Its important to realize that wildlife can also cause damage, and the loss of farm crops to wildlife is referred to as crop depredation. For example, the feeding and trampling of grain by Canada Geese in Canada destroys an average of $12-15 million/year. Blackbirds here in the US destroy about 16% of the annual corn crop. Wildlife-caused losses in the US usually equal around $590 million dollars per year.

brown seedeater bird
Photo by mohamed Abdelgaffar on Pexels.com

Management Tactics Used to Prevent Crop Depredation

  1. Scare Tactics: Propane cannon, high-tech scarecrow, etc. (scare them away)
  2. “Lure crops” or Bait stations (feed them something else)
  3. Aversion Conditioning: Food makes animal sick (non-lethal of course)
  4. Repellents: Drive animal away (e.g., deer) (can be scent chemicals, etc)
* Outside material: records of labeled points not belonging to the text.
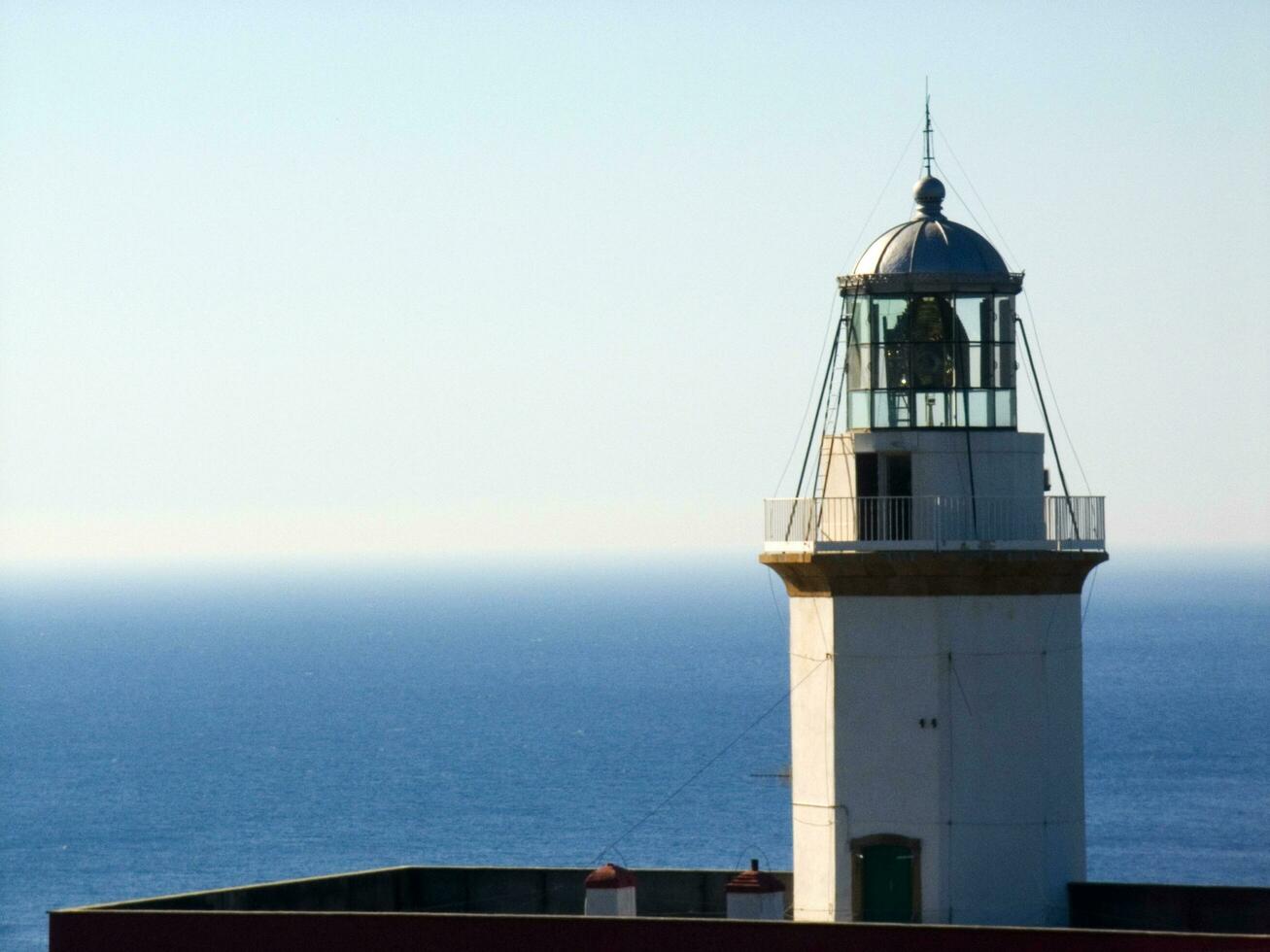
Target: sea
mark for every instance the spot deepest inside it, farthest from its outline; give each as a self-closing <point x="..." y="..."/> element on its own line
<point x="164" y="731"/>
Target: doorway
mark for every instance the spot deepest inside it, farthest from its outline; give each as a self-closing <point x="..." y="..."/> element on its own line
<point x="885" y="880"/>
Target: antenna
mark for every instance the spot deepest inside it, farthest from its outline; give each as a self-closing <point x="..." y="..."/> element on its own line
<point x="927" y="157"/>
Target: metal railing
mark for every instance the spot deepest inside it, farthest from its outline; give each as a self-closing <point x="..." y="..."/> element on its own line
<point x="850" y="524"/>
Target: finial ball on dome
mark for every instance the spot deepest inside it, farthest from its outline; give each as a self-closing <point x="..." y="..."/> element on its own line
<point x="929" y="194"/>
<point x="929" y="189"/>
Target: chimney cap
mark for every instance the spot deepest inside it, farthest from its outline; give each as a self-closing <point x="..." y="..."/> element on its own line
<point x="755" y="880"/>
<point x="610" y="876"/>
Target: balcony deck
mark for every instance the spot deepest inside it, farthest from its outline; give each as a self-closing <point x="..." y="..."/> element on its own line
<point x="934" y="524"/>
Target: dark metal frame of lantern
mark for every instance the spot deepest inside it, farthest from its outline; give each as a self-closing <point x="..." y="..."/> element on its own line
<point x="919" y="355"/>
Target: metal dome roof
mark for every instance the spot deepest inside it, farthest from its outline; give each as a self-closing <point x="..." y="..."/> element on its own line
<point x="931" y="253"/>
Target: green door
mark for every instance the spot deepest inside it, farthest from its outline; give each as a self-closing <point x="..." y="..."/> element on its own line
<point x="886" y="891"/>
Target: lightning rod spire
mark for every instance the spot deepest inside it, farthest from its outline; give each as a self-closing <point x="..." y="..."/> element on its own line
<point x="927" y="156"/>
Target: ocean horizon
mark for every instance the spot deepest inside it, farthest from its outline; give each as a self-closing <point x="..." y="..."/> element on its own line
<point x="210" y="727"/>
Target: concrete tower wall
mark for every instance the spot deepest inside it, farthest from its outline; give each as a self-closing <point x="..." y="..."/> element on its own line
<point x="952" y="721"/>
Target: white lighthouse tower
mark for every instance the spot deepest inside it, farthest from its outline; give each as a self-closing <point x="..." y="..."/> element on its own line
<point x="935" y="604"/>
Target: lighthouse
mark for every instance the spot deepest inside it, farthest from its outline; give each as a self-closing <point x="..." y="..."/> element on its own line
<point x="935" y="603"/>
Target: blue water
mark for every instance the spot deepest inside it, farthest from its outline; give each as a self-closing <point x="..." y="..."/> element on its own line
<point x="176" y="732"/>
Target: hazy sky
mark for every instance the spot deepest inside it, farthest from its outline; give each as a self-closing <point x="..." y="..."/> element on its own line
<point x="380" y="278"/>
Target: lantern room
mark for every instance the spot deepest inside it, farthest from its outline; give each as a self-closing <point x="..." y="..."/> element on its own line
<point x="927" y="338"/>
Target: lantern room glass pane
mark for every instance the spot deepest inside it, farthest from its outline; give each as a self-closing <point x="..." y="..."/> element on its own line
<point x="860" y="367"/>
<point x="859" y="409"/>
<point x="978" y="402"/>
<point x="973" y="314"/>
<point x="1005" y="401"/>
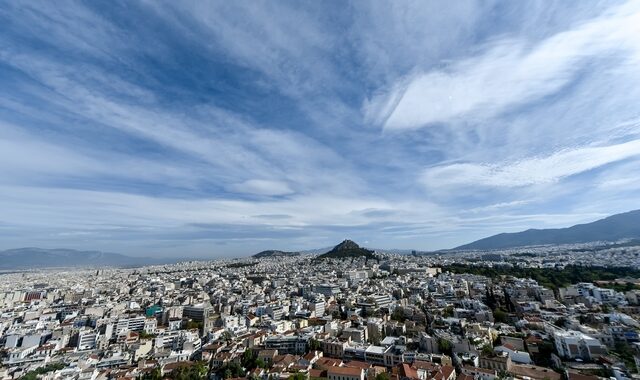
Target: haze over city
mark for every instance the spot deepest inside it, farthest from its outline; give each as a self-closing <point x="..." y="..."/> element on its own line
<point x="210" y="129"/>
Changes in farming practices that can help wildlife are also beneficial, some examples are:

  • No-Till Farming: Planting this years crop in plant remains of last years crop – major concern is the need to use a lot of herbicides
  • Warm & Cool Season Grasses: Within native grass communities, there are two general groups of grasses: warm season and cool season.
    • Warm season grasses are adapted to grow in open, dry, and warm habitats because they are more efficient at conserving water. E.g., Big Bluestem, Little Bluestem, Indiangrass, Switchgrass, and Sideoats Gramma
    • Cool season grasses are adapted to cool, moist, and shaded habitats. E.g., Orchard Grass, types of Fescue, Kentucky Bluegrass, Timothy, and Needlegrass.
    • Native warm season grasses start growing when temperatures reach about 55°F; while cool season grasses begin growing when temperatures climb about 32°F. This means that 60-70% of warm season grass growth occurs after June 1st, while 60-70% of cool season grass growth occurs before June 1st.
nature animal deer elk
Photo by Mark Ruf on Pexels.com

Its important to keep these points in mind. Even if you have a large area to manage, chances are its surrounded by farmland. How these lands can affect your area and your animals is something to keep in mind – especially how they can do it indirectly! (pesticides in waterways flowing into your area, etc). Next time we’ll continue with our “Wildlife &” topics with Wildlife & Range Management!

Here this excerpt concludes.